Berlusconi made a parting call on Sunday for the European Central Bank to become a lender of last resort to prop up the euro.

"This has become a crisis for our common currency, the euro, which does not have the support that every currency should have," he said in a video message.

But ECB policymakers have made plain they want to keep the onus on governments to bring their debt burdens under control and have rebuffed world leaders who want the bank to ramp up its intervention on bond markets to defend Italy and other vulnerable debtors.

"Monetary financing (of government debt) will set the wrong incentives, neglect the root causes of the problem, violate the legal foundations on which we work, and destroy the credibility and trust in institutions," ECB governing council member Jens Weidmann told the Financial Times, adding he was confident "Italy will be able to deliver."

While Italy's problems and the long-drawn-out departure of Berlusconi have pushed the collapse of the much smaller Greek economy backstage, the IMF and European leaders will keep Papademos, under pressure to implement radical reform aimed at staving off bankruptcy.

Papademos succeeds George Papandreou, whose proposal to hold a referendum on the country's bailout terms prompted EU leaders to raise the threat of a Greek exit from the currency bloc.

The new Greek leader, a former central banker who oversaw his country's entry to the euro zone in 2002, must win a Wednesday confidence vote in his cabinet before meeting euro zone finance ministers in Brussels on Thursday, state television reported, where he will be expected to outline next year's draft budget before putting it to parliament.

Polls published in Sunday's newspapers show Papademos has the support of three in four Greeks. But he was facing his first protest in front of parliament on Monday afternoon from left-wing demonstrators who accuse the new government of working in the interests of bankers.

Meanwhile inspectors from the "troika," the International Monetary Fund, European Central Bank and European Union, are due to start arriving in Athens on Monday, piling the pressure on Greece to qualify for a second bailout worth 130 billion euros ($180 billion) and an 8 billion tranche from the earlier bailout, needed to finance bond payments due at the end of the year, according to Reuters data.

"It's unfortunately turning into a vicious cycle," said Harris Trust's Ablin. It's a banking crisis that turned into a sovereign crisis and now that's boomeranging back into a banking crisis."

Greece said on Monday it had raised 380 million euros ($522 million) from the sale of mobile telephone frequencies to its three main cell phone operators, OTE, Vodafone and Wind Hellas. The sale forms part of the country's plan to sell 50 billion euros of state assets over the coming years to repay its debt.

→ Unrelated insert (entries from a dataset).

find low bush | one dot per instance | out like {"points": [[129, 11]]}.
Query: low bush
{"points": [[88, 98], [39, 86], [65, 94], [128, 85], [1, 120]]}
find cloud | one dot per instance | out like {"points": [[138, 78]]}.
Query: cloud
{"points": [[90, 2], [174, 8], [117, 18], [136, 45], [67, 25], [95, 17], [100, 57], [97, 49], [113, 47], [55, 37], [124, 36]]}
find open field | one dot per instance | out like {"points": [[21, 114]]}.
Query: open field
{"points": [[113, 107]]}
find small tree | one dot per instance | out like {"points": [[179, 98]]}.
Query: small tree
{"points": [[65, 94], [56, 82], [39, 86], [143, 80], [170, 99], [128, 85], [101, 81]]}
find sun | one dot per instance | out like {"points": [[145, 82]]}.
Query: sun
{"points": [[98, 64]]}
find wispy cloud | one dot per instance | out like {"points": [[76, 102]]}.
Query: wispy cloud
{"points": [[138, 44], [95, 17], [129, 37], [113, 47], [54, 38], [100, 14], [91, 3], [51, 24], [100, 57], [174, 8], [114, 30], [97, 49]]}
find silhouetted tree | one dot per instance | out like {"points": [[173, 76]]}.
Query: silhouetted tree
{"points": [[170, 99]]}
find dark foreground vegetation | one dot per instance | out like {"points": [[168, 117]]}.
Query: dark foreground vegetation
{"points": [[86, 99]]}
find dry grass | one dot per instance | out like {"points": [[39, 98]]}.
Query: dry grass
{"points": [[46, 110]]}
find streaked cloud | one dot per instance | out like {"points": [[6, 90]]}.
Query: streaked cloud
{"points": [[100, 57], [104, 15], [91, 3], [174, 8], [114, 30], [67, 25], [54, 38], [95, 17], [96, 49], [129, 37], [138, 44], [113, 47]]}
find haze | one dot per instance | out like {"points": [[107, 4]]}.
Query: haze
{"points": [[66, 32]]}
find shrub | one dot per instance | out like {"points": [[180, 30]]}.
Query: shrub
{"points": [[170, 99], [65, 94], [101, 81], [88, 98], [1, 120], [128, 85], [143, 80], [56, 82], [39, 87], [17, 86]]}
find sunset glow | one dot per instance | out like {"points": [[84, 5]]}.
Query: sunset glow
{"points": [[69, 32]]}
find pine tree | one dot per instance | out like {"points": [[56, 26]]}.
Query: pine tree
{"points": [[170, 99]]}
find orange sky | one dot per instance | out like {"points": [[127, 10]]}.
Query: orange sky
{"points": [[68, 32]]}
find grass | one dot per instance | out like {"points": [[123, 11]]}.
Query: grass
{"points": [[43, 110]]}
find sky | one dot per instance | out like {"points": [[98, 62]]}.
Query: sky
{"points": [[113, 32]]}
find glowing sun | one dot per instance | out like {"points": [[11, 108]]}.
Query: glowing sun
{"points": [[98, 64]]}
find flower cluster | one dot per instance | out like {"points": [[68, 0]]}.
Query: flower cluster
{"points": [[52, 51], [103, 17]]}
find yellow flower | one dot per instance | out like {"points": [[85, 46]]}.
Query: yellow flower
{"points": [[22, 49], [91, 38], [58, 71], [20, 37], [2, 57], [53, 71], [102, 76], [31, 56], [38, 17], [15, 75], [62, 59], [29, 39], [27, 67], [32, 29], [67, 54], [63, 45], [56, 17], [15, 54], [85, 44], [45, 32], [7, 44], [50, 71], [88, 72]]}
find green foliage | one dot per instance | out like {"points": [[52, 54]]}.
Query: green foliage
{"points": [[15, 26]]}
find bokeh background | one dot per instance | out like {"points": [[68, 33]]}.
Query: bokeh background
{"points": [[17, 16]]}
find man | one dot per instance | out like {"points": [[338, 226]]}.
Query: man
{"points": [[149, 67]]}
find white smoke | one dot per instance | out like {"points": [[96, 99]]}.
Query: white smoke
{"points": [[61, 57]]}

In a clear sign of the problems faced by the Athens government, German construction group Hochtief revealed it may have to take a financial hit on the value of its road contracts in Greece due to mass toll dodging by Greek motorists.

EU monetary affairs chief Olli Rehn has said the EU and IMF will not release the tranche without written assurances from all Greek parties that they will back the measures, but New Democracy leader Antonis Samaras, who has given only tepid backing to the unity government, has said he will sign no pledge under external pressure.

In Rome, people sang, danced and opened bottles of champagne, and an impromptu orchestra near the palace played the Hallelujah chorus from Handel's Messiah when news spread on Saturday that the scandal-plagued Berlusconi, one of Italy's richest men, had resigned.

German Chancellor Angela Merkel welcomed signs of an end to the weeks of uncertainty in Italy, saying the approval of a reform package in parliament on Saturday was "heartening."

She also urged euro zone states on Sunday to give more powers to Brussels and push toward closer fiscal union.